Went back home two hours later half rested half beaten down. I mean it was kinda cool getting my ass out of the house in the first place but my expectations do not far exceed what I've known for quite some time now. Reality is I hardly conclude things unless it's work, or something really necessary and even then there's a small window open in case I need to make a run for it.
I didn't get to see much of my company -quite a relief there as there's barely any need for me to look like a dork who's trying too hard, which I do, and what's worse I know it but for some odd reason I haven't yet reached the point of quitting.
From time to time it feels like it's the easiest thing ever, to quit. I take off the ring, now hanging looser than it used to when I first put it on my finger (don't be fooled it's not that huge a difference - plus it is borrowed as he clearly stated), I put it on the bedside table and refuse to even look at it.

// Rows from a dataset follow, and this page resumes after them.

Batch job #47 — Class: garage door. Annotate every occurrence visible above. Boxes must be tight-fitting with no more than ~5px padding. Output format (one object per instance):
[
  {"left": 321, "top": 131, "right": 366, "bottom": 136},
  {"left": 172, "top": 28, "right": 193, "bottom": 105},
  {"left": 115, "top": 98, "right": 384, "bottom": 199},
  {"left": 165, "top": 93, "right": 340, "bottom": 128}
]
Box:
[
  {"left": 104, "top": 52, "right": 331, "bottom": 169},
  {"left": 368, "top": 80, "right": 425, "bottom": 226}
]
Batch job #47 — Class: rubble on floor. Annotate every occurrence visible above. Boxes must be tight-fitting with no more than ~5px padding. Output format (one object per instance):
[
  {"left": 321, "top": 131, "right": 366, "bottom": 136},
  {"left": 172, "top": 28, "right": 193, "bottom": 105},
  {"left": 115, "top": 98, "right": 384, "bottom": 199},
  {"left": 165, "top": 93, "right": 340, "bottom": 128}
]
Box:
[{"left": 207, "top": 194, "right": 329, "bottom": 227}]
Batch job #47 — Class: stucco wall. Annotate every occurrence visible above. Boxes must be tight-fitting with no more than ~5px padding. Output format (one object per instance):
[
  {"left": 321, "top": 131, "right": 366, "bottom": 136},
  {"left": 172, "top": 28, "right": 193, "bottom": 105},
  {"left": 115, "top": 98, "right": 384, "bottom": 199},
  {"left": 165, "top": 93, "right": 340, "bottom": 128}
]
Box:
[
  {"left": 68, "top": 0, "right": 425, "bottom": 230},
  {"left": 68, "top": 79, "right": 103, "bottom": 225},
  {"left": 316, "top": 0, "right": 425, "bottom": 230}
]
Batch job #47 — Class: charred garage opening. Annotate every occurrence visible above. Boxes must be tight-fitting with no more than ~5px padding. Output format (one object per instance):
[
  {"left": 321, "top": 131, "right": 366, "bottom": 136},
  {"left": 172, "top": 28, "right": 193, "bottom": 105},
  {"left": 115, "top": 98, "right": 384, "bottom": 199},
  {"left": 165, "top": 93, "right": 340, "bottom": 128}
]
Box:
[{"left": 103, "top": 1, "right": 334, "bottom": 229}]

I'm positive I'll give it back first chance I get and let go of that initial stupid romantic thought that having it could mean a thing. It doesn't. If it did the bestower would have had me know. Or would he? Fuck speculations, I could hurl at my own face when I dope out like that.
A few days later it kind of bothers me seeing the thing lie next to my bed, so I put it back on my finger, I wouldn't want it to roll on the floor and get swallowed up by the vacuum cleaner- what will my excuse be if it got lost, better safe on me till I give it back. A few days go by and I find it comfortably settling on my finger again, I spin and roll it with my thumb, check how much looser it got as I Skype, flip records or wash the dishes. And then he's there and I'll say something like "you want it back right?" and he nods no and it still gives me that kind of accord and silly warmth when he tries it on for a while and then takes it off and puts it back on my finger.
Celi says I drive him crazy. I don't see yet but I do, she says, it's only a matter of time, but there are nights like tonight when we've had our time together and got to hug and say our thank you this and thanks for that and kept texting after parting and I come home hungry, sit over the hot plate cooking chicken and lettuce and feel like bawling because physically I miss him too much. And I could refuse his fingers snapping to light my cigarette or deny how sedative his warmth is, a kind of heat that creeps from the knees to my chin when he holds me taking a few seconds too long to let go. And I don't even want to be touched or even talked to by anybody because nothing feels like that silent grip.
I could withdraw all the words he reads or listens to because my mouth is always so big. I could stop thinking oh fucking kiss me already and just act on the thought. But who says those things in reality? The only truth is if you won't kiss me then you can shove your mouth in your ass.